Sometimes the bad kids get all the press the minor consuming alcohol citations, the stories of out-of-control teen parties with drugs and booze or the youth-caused vandalism marring public buildings.



 
 
Angela Edge wants to correct that bad impression of lower Kenai Peninsula youth.

"There's so many young people out there doing good things in the community," she said. "The good outnumber the bad by far."

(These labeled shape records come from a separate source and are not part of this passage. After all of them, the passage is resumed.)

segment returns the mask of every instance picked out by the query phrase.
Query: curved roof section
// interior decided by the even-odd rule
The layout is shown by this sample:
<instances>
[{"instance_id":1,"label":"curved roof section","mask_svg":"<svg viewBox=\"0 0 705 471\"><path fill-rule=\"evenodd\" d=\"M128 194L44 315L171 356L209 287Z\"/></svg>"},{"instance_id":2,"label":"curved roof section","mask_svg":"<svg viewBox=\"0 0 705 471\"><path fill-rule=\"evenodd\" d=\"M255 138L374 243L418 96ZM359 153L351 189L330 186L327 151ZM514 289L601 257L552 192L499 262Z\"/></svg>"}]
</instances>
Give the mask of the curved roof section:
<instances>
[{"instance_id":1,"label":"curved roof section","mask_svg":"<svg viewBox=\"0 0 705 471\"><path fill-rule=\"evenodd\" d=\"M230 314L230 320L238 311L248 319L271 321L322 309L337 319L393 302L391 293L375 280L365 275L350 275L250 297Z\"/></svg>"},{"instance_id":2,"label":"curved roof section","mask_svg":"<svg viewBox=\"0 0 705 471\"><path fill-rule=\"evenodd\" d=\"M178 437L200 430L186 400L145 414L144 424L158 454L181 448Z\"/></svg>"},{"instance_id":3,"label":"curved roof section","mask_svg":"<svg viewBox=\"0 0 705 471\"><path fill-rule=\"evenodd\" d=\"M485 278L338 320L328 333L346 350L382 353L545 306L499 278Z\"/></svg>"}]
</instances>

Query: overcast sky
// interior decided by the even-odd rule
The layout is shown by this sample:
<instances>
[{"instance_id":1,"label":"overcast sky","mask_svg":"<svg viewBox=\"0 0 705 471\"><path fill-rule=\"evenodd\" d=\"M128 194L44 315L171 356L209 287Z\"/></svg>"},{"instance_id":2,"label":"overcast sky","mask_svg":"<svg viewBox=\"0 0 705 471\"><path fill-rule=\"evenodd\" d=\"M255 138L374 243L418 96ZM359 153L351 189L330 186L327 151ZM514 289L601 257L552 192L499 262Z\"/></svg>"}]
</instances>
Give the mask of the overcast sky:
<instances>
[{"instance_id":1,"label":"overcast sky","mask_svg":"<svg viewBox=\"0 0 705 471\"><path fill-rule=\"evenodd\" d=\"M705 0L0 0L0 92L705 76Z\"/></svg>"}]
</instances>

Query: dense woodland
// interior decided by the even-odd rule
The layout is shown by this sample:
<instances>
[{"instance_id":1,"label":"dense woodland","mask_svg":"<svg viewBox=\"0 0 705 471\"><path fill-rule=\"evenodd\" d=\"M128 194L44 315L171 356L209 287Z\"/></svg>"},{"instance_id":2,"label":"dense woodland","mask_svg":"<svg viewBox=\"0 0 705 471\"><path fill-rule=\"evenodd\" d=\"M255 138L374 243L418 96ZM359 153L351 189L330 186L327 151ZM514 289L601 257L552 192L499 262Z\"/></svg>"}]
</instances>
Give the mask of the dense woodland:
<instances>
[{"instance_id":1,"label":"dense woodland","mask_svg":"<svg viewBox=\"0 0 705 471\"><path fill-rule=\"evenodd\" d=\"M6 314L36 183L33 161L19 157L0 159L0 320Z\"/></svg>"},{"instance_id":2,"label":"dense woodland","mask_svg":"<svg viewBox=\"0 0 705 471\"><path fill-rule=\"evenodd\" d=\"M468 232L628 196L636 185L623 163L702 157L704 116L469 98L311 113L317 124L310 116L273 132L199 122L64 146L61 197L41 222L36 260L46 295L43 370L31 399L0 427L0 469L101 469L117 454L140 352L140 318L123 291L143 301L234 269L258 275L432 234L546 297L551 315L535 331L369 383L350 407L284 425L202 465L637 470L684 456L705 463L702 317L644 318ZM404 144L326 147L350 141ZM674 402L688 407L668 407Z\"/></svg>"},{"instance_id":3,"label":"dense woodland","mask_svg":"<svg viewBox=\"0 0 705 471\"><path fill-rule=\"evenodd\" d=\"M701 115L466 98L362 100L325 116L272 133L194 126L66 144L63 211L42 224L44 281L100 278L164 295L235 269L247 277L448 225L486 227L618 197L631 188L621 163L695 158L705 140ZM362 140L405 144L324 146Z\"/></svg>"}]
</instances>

Edge has reason to be proud: her daughter, Joleen Bannon, 16, is one of five Kachemak Bay area children and young adults nominated for this year's Spirit of Youth awards. Bannon was nominated in the Lifesaver and Prevention and Service to Young Children categories for comforting the victim of a grizzly bear attack and for working to educate others about the neglect and mistreatment of animals. Other nominees are:

* Hooray Cartoon Sun Production Company, Jhnie Triplett, Tracy Handrich and Collin MacArthur, Service to Community, for organizing rock concerts to benefit local charities;

* Emmet Meyer, Science and the Environment and Service to Community, for raising money to support endangered orangutans in Borneo;

* Katie Bauer, Service to Young Children, for starting Ribbons of Life, a support group for children with parents who have cancer; and

* Tim O'Leary, Lifesaver and Prevention, Service to Peers, for his work with the Seldovia Fire and Emergency Medical Service.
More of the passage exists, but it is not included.